VMC’s successful rehab
Credit to Author: EMETERIO SD. PEREZ| Date: Thu, 24 Jan 2019 16:19:08 +0000
Businessman Lucio Tan may have been the business tycoon who is mainly responsible for the successful rehabilitation of Victorias Milling Co. (VMC). How about the company’s public stockholders who were made to sacrifice too, because they held and still own today 447.281 million VMC common shares, or 16.31 percent of 2.742 billion outstanding VMC common shares?
The question may be true with all the rehabilitation cases that were transferred to regular courts designated by the Supreme Court. In the case of listed companies, their public stockholders and their holdings should be the main concern of government regulatory authorities, including the courts.
Being public investors may not be easy in this country. As Due Diligencer has long been pointing out, they never enjoy any kind of access to the board, which acts as the policy-making body. Who among the directors enjoying such access honestly report everything taken up inside the board room?
This is not to accuse insiders, who are either executives or mere employees of listed but not necessarily public companies. Some of them are responsible enough to understand the plight of the public investors, who may not be as rich as the majority stockholders although a few of them may even be richer.
Public stockholders
Going back to VMC, the group or family of tycoon Mr. Tan may have succeeded in rehabilitating the company. The public stockholders, on the other hand, may have understood the predicament of Mr. Tan in taking over a losing company. How much did he infuse into VMC?

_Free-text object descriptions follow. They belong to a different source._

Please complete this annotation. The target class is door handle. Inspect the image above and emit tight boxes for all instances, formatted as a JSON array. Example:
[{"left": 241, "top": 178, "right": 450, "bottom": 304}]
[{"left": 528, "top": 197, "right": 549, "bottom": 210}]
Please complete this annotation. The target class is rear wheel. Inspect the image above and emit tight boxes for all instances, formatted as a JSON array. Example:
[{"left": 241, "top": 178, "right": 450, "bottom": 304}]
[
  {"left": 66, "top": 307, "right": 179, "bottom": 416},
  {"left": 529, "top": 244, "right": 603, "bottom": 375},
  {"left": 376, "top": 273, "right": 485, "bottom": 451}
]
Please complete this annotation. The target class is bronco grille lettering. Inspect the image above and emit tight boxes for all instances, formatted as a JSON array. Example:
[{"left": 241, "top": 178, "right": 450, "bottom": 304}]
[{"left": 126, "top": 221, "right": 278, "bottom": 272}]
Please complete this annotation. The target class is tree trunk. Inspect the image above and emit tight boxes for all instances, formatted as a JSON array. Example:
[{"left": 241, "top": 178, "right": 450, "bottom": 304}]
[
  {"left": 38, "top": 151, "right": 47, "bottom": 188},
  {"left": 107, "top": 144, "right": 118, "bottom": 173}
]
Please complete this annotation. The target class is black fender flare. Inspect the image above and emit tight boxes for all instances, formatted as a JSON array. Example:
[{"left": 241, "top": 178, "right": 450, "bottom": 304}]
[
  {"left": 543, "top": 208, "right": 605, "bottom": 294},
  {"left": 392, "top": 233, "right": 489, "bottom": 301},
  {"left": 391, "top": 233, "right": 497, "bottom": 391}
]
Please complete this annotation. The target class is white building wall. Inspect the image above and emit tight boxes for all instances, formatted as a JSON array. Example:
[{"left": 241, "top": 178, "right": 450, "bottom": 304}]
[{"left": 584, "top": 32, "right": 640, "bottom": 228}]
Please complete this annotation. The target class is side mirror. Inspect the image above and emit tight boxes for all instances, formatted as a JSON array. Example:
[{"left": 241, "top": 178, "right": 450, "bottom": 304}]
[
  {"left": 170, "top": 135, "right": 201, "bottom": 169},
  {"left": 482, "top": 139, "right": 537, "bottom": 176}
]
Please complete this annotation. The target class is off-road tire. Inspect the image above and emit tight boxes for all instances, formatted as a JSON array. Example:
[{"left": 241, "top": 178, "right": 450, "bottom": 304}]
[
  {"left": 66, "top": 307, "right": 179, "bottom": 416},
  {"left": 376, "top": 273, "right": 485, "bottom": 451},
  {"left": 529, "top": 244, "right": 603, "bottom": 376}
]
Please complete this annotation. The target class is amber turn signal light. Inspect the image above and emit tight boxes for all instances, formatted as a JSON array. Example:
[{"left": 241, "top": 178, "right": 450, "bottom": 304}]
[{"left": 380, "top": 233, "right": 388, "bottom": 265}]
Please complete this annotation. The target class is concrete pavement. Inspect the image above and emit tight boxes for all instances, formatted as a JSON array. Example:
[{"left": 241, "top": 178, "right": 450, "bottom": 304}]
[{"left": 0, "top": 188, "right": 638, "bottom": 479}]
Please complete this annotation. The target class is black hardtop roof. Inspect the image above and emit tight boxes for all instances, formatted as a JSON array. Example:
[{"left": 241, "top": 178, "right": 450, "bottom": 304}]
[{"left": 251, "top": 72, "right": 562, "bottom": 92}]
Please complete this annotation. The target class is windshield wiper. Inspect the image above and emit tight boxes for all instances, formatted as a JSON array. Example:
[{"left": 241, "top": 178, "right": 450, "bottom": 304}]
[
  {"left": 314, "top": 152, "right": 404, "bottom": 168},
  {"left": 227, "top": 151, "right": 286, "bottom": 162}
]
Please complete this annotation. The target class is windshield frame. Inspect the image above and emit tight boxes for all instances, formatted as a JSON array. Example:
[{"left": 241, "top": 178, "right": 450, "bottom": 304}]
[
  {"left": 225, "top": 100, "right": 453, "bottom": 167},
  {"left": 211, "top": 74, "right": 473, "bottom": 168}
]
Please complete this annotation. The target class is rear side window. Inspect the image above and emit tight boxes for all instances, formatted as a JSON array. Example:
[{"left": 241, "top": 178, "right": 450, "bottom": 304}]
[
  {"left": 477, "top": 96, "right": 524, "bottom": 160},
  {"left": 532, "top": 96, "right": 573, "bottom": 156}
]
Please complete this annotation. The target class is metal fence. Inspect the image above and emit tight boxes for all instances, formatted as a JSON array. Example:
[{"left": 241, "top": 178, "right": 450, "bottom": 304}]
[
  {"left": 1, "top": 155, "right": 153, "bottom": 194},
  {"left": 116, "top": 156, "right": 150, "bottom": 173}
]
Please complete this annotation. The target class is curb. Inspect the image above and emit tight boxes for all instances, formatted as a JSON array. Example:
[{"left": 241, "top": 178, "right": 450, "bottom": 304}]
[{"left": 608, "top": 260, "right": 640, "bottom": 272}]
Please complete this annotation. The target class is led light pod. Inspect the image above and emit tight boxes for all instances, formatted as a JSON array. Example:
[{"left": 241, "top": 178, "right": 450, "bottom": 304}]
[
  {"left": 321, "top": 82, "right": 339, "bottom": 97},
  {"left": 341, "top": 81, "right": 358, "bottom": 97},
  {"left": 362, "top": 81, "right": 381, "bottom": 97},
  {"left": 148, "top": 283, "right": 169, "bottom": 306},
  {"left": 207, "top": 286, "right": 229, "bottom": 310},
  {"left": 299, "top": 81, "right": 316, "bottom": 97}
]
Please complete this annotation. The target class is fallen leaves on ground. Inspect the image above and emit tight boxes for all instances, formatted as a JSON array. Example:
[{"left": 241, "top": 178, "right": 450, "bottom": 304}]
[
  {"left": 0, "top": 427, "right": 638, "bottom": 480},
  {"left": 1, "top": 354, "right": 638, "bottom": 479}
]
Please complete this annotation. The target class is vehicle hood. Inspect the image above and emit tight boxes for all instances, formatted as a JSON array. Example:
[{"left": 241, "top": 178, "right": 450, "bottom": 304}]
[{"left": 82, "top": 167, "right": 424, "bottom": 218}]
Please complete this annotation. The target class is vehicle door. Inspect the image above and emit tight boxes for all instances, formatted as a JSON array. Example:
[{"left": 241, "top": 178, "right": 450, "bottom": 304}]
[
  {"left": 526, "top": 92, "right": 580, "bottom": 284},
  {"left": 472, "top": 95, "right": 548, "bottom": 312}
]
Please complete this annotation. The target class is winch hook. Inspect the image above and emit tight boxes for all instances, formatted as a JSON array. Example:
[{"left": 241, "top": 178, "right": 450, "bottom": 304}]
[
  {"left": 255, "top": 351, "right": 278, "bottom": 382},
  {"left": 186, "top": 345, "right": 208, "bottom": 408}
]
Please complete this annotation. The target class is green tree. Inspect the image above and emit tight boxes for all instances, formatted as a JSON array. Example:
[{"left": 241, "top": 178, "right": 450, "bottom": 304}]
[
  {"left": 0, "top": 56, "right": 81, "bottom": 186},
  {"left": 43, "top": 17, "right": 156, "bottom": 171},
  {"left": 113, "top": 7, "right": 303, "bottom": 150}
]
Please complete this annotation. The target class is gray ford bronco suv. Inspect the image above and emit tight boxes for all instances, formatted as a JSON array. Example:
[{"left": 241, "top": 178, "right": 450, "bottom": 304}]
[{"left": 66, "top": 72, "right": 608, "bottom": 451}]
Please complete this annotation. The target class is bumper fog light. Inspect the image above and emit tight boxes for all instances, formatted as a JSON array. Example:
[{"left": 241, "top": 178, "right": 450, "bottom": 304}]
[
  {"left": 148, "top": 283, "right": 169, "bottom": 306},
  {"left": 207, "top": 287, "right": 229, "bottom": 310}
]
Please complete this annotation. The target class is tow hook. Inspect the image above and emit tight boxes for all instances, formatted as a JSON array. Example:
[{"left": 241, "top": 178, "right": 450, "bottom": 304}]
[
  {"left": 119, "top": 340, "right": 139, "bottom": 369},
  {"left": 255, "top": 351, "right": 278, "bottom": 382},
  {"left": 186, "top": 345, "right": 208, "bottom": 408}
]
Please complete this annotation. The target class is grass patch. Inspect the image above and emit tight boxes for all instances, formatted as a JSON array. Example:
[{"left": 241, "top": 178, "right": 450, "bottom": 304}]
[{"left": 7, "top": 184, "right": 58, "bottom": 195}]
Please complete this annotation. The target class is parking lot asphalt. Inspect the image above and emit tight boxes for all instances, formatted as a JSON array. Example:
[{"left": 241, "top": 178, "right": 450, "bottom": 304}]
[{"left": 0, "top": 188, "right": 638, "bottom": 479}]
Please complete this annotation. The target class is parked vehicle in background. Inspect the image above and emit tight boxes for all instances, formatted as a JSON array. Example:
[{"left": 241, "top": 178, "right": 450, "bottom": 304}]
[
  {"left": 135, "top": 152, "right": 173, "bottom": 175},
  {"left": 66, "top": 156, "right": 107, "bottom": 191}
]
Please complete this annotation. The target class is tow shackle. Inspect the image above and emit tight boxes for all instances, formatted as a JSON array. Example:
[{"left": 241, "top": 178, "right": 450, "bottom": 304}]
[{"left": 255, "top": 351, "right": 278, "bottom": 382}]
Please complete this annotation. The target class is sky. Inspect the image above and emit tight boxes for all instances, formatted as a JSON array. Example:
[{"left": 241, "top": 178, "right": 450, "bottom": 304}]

Based on VMC filings posted on the website of the Philippine Stock Exchange, “the group currently holds six loans.” Two of these loans represent “short-term loans amounting to P250 million and P50 million with annual interest of 2.50 percent payable on Nov. 2, 2016 and 3 percent payable on Jan. 25, 2017,” according to Note 14 of VMC’s unaudited quarterly financial.
VMC, according to the same quarterly filing, also had “long-term loans amounting to P850 million with annual interest of 4.625 percent,” which, it said, “are payable quarterly beginning March 14, 2018.”
At the same time, VMC said “borrowing costs arising from the loans amounting to P18.7 million was capitalized in 2016. Borrowing costs not capitalized and charged to profit and loss amounted to P6.2 million.”
According to the same footnote, “the debt covenants require the group to maintain a minimum current ratio and debt service coverage ratio at 1.2 and a maximum debt to equity ratio of 3. As of Aug. 31, 2016, the group is compliant with these debt covenants.”
Annual meeting
VMC will hold at 8 am of Feb. 6, 2019 its annual stockholders’ meeting. Venue is Victorias Golf & Country Club in Victorias City, Negros Occidental, a definitive information statement (DIS) said.
Belonging to the group of companies owned by Mr. Tan, VMC may be willing to answer during said annual meeting any and all questions related to the company’s plans.
For instance, anyone among VMC’s public stockholders may ask the company’s management “why there has been no declaration of dividends in the last five years” despite its retained earnings amounting to P3.688 billion as of Nov. 30, 2018.
There are other issues that Mr. Tan may want to explain thru his representatives. Aside from retained earnings, he may be asked – again thru his men – what for is the amount of retained earnings if VMC public stockholders are denied their right to dividends?
Of course, as known to the public stockholders, they are mainly responsible in enabling businesses to save on taxes paid or due the Bureau of Internal Revenue.
By listing either their entire outstanding common shares or only some of them, stock corporations assume the identity of being listed stocks even if getting listed does not necessarily mean they are public.
Will anyone among the public stockholders dare VMC to fully disclose its deals with creditor banks? Just asking.